The Perfect Crime (1957)
![]()
![]()
![]()
![]()
![]() |
Director: Alfred Hitchcock Guión: Stirling Silliphant, según el relato de Ben Ray Redman Fotografía: John Russell Música: Stanley Wilson Intérpretes: Vincent Price (Charles Courtney), James Gregory (John Gregory), John Zaremba (el fotógrafo), Marianne Stewart (Alice West), Mark Dana, Gavin Gordon, Thérèse Lyon, Nick Nicholson, Charles Webster Fecha de emisión: 20 de octubre de 1957 Duración: 25 minutos, B/N |
Entretenido, divertido y macabro episodio lleno de maldad y humor negro, excelentemente interpretado por el gran Vincent Price, amigo personal de Hitchcock, que da vida a un astuto y arrogante detective, de reputada carrera profesional, que un buen día recibe la visita de un extraño hombre que le demuestra que en el último caso que ha resuelto el veredicto del jurado ha sido erróneo y ha mandado a la silla eléctrica a un inocente. El detective, temeroso de convertirse en objeto de burlas y no pudiendo soportar un borrón en su irreprochable carrera, asesina al extraño. Para librarse del cadáver Courtney lo convierte en un jarrón que guardará celosamente dentro de la vitrina de sus trofeos profesionales.

Presentación de Alfred Hitchcock: (Fumando una pipa) Buenas noches señoras y caballeros, y Doctor Watson, donde quiera que esté. (haciendo burbujas) El caso de esta noche se titula "El crimen perfecto". (haciendo burbujas) No estoy seguro de quien dijo que un crimen perfecto perfecto es exactamente lo mismo que un matrimonio perfecto. Ser perfecto depende de no ser capturado. El plan de esta noche (rodeado de burbujas)...esta es exactamente la razón por la que nunca llevo mi pipa a la cama, si te quedas dormido puede ocurrir una desgracia ('you can be bubbled to death', juego de palabras en inglés). Ahora únanse a mi mientras vemos "El crimen perfecto" (haciendo burbujas).

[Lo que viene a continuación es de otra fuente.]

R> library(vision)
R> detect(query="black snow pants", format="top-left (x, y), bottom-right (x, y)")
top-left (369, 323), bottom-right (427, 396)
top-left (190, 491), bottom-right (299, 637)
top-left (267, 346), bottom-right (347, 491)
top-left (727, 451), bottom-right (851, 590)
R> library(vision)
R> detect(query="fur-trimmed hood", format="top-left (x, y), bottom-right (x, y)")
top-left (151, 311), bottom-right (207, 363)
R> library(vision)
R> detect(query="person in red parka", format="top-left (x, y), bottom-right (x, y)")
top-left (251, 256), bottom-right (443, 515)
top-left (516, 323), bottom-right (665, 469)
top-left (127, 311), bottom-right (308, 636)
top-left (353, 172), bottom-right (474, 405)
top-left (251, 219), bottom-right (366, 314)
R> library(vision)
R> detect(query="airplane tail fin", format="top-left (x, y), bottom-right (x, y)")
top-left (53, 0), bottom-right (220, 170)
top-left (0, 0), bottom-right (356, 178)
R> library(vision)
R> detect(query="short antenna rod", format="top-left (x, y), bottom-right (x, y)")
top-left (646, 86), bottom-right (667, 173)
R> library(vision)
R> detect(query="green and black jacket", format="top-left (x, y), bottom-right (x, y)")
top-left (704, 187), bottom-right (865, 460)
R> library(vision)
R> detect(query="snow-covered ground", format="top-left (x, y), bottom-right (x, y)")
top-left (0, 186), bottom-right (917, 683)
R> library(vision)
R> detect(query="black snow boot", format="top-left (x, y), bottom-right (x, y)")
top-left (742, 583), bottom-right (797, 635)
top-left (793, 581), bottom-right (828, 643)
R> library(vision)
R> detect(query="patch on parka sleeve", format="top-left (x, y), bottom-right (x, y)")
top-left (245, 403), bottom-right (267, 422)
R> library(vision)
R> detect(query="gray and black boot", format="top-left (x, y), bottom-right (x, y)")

Despedida: (Hitchcock en el despacho del protagonista) Lamento informarles de que el Señor Courtney no pudo conservar su trofeo mucho tiempo, ya que fue capturado. Una sirvienta tiró el jarrón al suelo y éste se rompió en mil pedazos...algunos de ellos fueron identificados como trozos del Señor Gregory. Como ven los rellenos de oro de este diente resistieron la prueba del horno, pero ni todos los buenos doctores ni todos los buenos policias podieron recomponer al Señor Gregory. La sirvienta se convirtió en una celebridad. Aquí es donde reside el verdadero significado histórico de esta historia. Desde entonces todas las criadas del mundo han estado rompiendo vasijas sin parar, tratando de emular su éxito. Eso es todo, hasta la próxima semana en que estaremos de vuelta con otro crimen imperfecto. Buenas noches.